Kunio Hatoyama, deputy leader of the Democratic Party of Japan, received his party’s backing as an independent candidate Tuesday for April’s Tokyo gubernatorial race, following Tokyo Gov. Yukio Aoshima’s surprise announcement the previous day that he would not seek re-election.
The decision was made by DPJ leader Naoto Kan and deputy Secretary General Yukio Hatoyama, Kunio Hatoyama’s elder brother, at a meeting Tuesday evening at DPJ headquarters, party sources said. “(He) will be the strongest candidate if he decides to run in the poll,” Hatoyama said of his younger brother.
Earlier, it was hinted by top officials that Hatoyama, a seven-term member of the Lower House and a former education minister, would also receive backing from the ruling Liberal Democratic Party in a cooperative move.
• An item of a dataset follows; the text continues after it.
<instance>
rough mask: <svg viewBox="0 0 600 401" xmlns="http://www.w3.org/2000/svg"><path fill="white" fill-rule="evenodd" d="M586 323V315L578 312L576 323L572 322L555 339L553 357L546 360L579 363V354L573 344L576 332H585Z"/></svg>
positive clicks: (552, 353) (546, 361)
The possibility was echoed by Prime Minister Keizo Obuchi, head of the LDP, when he said that party rivalries should not play a significant role in choosing the next mayor. “In general, local elections are not the place for political parties to compete,” Obuchi said to reporters at the Official Residence.
Nevertheless, the decision to run Hatoyama as an independent rather than on a DPJ ticket is likely to boost his chances of gaining support from other political groups, such as Komeito.